Comon injuries of part-time athletes. Tips to avoid and to lesses injuries
Our body long to be active, But we need to temper it with a consistent program, so that when we do go out and participate in tennis, running, swimming, golf, whatever it is, that the muscle memory is there so that that body part performs without getting injured. As you get older into your 40s and 50s because the body loses the memory of the muscles and so it takes more time to warm up the muscle and if you use it in a competitive way without warming up, you're going to injure yourself. The other part is start out slowly but a exercise program, this where are a personal trainer or other fitness pro can help, bad technique can lead to real programs.
The other part is once a program warmup slowly, I like to start out with abs(Situps, crunches etc.) training
In the upper body it's a seasonal thing. In spring and summer men and women like to play tennis, baseball or softball, generalized overhead racquet sports. Early March April here in Atlanta especially is when we see rotator cuff tears, that is, shoulder muscle tears. That's simply because the muscles have never warmed up and the winter has passed and they haven't used that body part. The other problem with the upper body is the weight training clients that insist on doing high weights with low repetitions, as opposed to doing low weights with high repetitions.

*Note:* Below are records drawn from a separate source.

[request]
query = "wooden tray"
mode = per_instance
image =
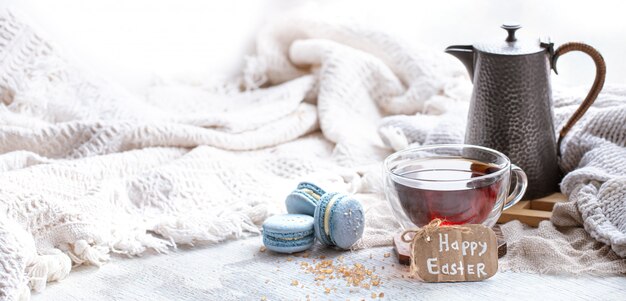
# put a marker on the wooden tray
(532, 212)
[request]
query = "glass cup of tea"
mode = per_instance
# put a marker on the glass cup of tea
(457, 183)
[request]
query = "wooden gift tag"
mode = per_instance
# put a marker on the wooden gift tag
(452, 254)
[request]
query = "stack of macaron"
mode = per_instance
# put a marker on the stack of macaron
(335, 219)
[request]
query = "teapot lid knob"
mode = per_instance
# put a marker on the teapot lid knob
(511, 28)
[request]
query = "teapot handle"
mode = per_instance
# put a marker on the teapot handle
(595, 88)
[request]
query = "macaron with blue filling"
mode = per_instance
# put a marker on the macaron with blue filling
(288, 233)
(339, 220)
(304, 199)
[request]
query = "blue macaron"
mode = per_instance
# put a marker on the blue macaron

The common lower body problems are with joggers, runners and to a lesser extent walkers who increase their mileage suddenly and may go out while they're used to doing two miles, and suddenly do 20, and get knee pains that promote early arthritis to the knee, because they didn't build up the muscles around the knee, that is, the quadriceps muscle. People don't stretch because it is annoying, but when they start playing running sports like baseball or soccer, they get groin injuries, hamstring tears and even some foot injuries.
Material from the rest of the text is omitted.